The second thing you can do is to synthesise the parent, perhaps by splitting a bigger nucleus to create two smaller radioactive ones.

In either case, the equilibrium has to establish itself again.

Imagine it starts off with the parent decaying at a rate that's fairly constant because it has a long half-life.  Initially there isn't very much of the first daughter so the first daughter doesn't add much in the way of radioactivity.

But as the amount of the first daughter builds up its radioactivity becomes more and more significant until it's the same as the parent's.  So eventually the total radioactivity will be almost double what it was.

All the time the first daughter's decaying the second daughter is building up and it's radioactivity is becoming more and more significant and so on.

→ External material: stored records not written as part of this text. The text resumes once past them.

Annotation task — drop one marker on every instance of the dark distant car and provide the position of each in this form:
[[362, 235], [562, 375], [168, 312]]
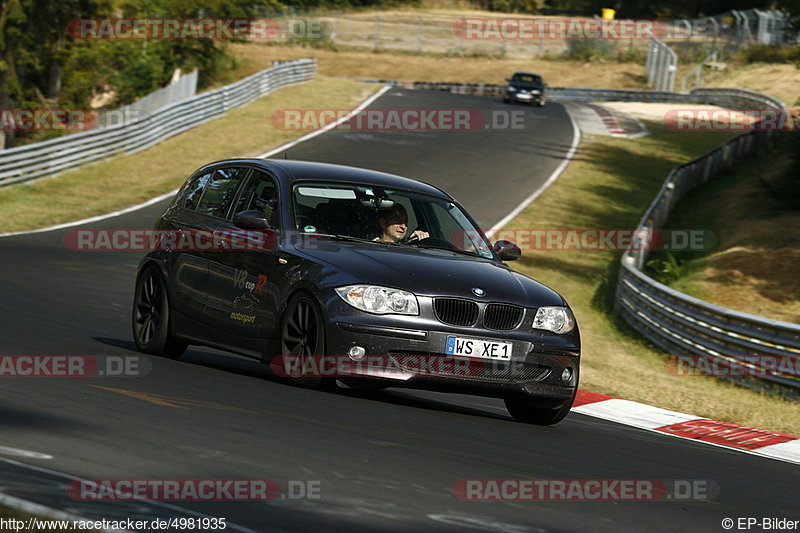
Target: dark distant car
[[525, 87], [324, 286]]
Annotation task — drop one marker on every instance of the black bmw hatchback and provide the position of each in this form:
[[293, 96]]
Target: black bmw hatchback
[[525, 87], [291, 261]]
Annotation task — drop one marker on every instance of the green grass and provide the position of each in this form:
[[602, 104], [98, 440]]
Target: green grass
[[608, 186], [129, 179]]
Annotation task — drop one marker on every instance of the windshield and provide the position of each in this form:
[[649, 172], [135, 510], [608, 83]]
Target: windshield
[[385, 217]]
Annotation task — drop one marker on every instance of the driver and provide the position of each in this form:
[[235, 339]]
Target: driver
[[394, 225]]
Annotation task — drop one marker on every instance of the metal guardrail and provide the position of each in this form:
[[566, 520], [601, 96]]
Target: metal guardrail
[[48, 157], [676, 322], [684, 325]]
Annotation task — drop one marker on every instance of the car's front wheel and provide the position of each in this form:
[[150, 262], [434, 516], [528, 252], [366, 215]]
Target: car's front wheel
[[151, 316], [302, 338], [531, 410]]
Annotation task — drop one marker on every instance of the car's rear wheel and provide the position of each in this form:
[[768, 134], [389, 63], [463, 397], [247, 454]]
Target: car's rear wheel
[[531, 410], [151, 316], [303, 337]]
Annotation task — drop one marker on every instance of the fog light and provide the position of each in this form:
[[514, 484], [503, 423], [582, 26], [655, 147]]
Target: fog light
[[357, 353]]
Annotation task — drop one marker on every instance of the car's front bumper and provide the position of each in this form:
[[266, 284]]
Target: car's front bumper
[[402, 355]]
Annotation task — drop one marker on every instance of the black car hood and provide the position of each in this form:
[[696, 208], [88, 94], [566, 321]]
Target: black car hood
[[429, 272]]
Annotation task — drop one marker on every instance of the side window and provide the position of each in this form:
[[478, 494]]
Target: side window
[[446, 225], [195, 190], [220, 190], [260, 194]]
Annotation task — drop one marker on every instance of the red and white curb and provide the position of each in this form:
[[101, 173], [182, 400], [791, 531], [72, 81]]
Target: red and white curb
[[750, 440]]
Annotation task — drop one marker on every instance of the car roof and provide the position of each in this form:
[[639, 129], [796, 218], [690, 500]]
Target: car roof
[[309, 170]]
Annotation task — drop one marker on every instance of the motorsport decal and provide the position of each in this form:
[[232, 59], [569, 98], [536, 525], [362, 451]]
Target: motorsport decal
[[246, 319], [248, 299]]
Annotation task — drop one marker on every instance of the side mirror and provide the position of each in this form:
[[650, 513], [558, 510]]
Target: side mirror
[[507, 250], [251, 220]]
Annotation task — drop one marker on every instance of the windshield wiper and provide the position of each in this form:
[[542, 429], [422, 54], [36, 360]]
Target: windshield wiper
[[339, 237], [454, 250]]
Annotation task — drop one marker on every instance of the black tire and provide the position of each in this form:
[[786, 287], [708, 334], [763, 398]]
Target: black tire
[[303, 334], [150, 317], [531, 410]]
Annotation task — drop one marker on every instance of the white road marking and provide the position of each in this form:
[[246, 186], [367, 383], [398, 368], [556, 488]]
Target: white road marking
[[19, 452], [576, 140]]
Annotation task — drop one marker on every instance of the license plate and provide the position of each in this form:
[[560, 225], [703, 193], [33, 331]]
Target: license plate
[[481, 348]]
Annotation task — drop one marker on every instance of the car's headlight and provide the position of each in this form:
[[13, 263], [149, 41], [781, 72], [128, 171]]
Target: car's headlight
[[556, 319], [379, 300]]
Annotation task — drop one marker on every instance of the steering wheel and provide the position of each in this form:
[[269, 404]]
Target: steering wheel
[[411, 238]]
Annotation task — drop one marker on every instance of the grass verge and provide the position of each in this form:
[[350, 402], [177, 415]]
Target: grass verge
[[609, 184], [129, 179], [752, 210]]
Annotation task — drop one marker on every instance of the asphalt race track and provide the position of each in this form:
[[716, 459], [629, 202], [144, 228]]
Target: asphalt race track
[[384, 461]]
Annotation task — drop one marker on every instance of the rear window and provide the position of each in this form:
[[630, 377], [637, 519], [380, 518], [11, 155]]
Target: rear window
[[527, 78]]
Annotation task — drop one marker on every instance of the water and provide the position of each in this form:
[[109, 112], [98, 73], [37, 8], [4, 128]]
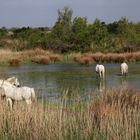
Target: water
[[51, 81]]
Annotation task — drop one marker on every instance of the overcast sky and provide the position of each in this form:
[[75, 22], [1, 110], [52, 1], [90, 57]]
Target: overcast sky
[[43, 13]]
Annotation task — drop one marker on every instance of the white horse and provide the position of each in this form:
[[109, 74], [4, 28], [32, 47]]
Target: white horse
[[100, 69], [124, 69], [13, 93]]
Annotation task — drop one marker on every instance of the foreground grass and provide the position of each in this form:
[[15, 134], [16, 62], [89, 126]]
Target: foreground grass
[[112, 115]]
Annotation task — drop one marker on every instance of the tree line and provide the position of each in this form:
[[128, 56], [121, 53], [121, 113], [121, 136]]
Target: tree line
[[75, 34]]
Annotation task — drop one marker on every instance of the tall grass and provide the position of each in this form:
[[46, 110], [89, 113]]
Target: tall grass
[[113, 115], [43, 57]]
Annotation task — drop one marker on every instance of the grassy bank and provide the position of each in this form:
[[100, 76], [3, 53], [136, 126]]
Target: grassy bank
[[40, 56], [114, 115]]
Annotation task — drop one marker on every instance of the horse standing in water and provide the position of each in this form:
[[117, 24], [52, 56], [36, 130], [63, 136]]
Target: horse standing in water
[[100, 69], [124, 69]]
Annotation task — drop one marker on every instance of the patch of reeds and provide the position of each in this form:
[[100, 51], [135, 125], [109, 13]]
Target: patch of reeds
[[83, 59], [114, 114], [39, 59], [14, 62], [55, 58], [110, 57]]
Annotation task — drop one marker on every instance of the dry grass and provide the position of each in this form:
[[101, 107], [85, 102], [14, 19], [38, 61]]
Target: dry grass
[[83, 59], [14, 62], [109, 57], [113, 115]]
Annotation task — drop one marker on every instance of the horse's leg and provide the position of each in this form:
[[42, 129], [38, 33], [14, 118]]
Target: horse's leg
[[29, 101], [10, 103]]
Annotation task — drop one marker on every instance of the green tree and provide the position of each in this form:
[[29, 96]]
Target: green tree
[[80, 37]]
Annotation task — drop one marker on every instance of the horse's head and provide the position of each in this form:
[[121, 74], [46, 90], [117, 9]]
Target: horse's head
[[14, 81]]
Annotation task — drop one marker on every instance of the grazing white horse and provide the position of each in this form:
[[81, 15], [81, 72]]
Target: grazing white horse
[[12, 80], [124, 69], [100, 69], [13, 93]]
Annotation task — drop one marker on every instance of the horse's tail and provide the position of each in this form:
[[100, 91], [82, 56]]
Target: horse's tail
[[33, 94]]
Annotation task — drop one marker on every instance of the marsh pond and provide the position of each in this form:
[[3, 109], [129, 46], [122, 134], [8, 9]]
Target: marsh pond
[[54, 80]]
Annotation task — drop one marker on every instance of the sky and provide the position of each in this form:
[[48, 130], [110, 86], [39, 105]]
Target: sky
[[43, 13]]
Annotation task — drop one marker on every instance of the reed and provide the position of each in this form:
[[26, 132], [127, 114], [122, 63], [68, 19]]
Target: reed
[[115, 115], [41, 59]]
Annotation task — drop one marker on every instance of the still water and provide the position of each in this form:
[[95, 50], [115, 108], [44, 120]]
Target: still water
[[51, 81]]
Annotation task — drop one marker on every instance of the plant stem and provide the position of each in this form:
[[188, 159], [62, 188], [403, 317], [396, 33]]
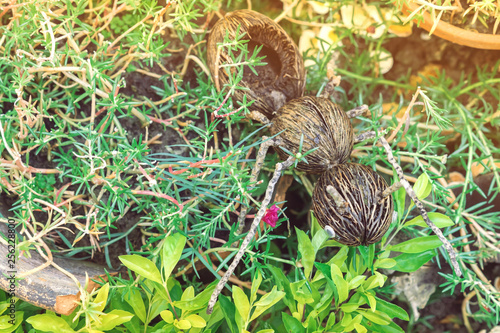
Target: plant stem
[[251, 232]]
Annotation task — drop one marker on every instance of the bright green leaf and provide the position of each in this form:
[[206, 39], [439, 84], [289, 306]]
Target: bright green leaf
[[171, 253], [391, 310], [198, 302], [348, 307], [376, 280], [266, 302], [257, 280], [417, 245], [134, 298], [141, 266], [423, 186], [376, 317], [283, 284], [241, 302], [101, 298], [439, 220], [306, 251], [196, 321], [112, 319], [167, 316], [318, 239], [49, 323], [371, 301], [340, 283], [410, 262], [228, 309], [384, 263], [182, 324], [340, 257], [360, 328], [356, 281], [6, 322]]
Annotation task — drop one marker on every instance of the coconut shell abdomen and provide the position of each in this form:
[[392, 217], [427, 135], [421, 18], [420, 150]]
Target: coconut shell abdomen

This is called ingrowth and it means you have to plan quite carefully for safe levels of radioactivity if you're starting a decay chain from scratch.

Ingrowth ends with equilibrium or decay

Eventually the whole decay chain will have reached the equilibrium rate of the parent isotope (assuming it has a long enough half-life to cause equilibrium).  After this, the total radioactivity just falls slowly as the parent isotope gradually becomes less and less radioactive.

If the parent isotope doesn't have a long enough half-life compared with the first daughter then you may get ingrowth without equilibrium, resulting in a definite peak followed by obvious reduction in radioactivity.